For each CAM reported, the auditor’s report must: identify the CAM; describe the principal considerations that led the auditor to determine that the matter is a CAM; describe how the CAM was addressed in the audit; and refer to the relevant financial statement accounts or disclosures.
The SEC received approximately 50 comment letters on the new standard. Commenters raised concerns about the usefulness of the new CAM information, the related costs and benefits, the difficulty in identifying CAMs, potential chilling effects on auditor communications with the company and potential liability. In particular, some commenters expressed concerns that the requirements for auditor reporting of CAMs will increase litigation risk for both auditors and companies. In response to commenters, the SEC acknowledged that the reporting of CAMs likely will create an incremental risk of litigation and potential liability, but stated that the benefits of the additional disclosure for investors justify the increased risks. The SEC Chair indicated that the SEC staff will work with the staff of the PCAOB to monitor compliance with the new standard and address these concerns. Many observers have noted that the new requirement is likely to cause an increase in audit fees, although supporters of the new standard have suggested that any such increase will be immaterial.
The new CAM reporting requirement is similar in many respects to existing requirements in many foreign jurisdictions (including the European Union and the United Kingdom) to report on “significant assessed risks,” “key audit matters” or similar items. We expect that the development of best practices around CAMs will be informed by the European experience with these matters.
Additionally, the AICPA is working on a proposed exposure draft to provide for the reporting of “key audit matters” for nonpublic entities, and is currently taking the approach of making it optional at the discretion of management of the entity being audited. The timing of the issuance of the exposure draft is uncertain, but appears to be sooner rather than later. If adopted, the private company standard would affect financial statements prepared for private targets in acquisitions.
The requirement to report on CAMs does not apply to emerging growth companies, brokers and dealers, investment companies other than business development companies, or employee stock purchase, savings and similar plans.
Other New Requirements
The new standard also includes requirements to disclose the auditor’s tenure (i.e., the year in which the firm began serving consecutively as the auditor), a statement that the auditor is required to be independent and some additional enhancements to the format of the report (e.g., required section headings).

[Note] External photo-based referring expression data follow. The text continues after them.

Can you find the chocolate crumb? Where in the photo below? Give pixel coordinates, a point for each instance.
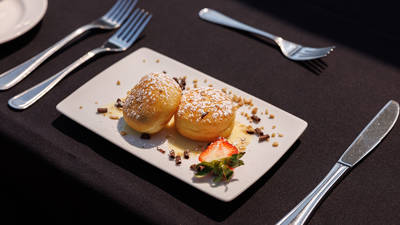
(172, 154)
(259, 132)
(145, 136)
(178, 160)
(204, 115)
(102, 110)
(186, 154)
(255, 118)
(160, 150)
(263, 138)
(193, 167)
(118, 104)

Effective Dates for the New Standard
The effective dates for the new standard are as follows:
New auditor’s report format, tenure and other information: audits for fiscal years ending on or after December 15, 2017
Discussion of CAMs for audits of large accelerated filers: audits for fiscal years ending on or after June 30, 2019
Discussion of CAMs for audits of all other companies: audits for fiscal years ending on or after December 15, 2020
Recommendations for Companies
We recommend that management teams and audit committees review recent communications with their audit firms to begin developing a deeper understanding of items that are likely to become CAMs once the new standard becomes effective. They can also have preliminary discussions with auditors to consider potential CAMs. The company’s periodic disclosures should be reviewed to consider any needed revisions in light of the auditor’s anticipated disclosure of CAMs. Audit committees should confirm that the company’s internal controls involving such matters are sufficiently robust to be relied upon with confidence. Audit committees will also need to consider potential increases in audit fees related to the new standard.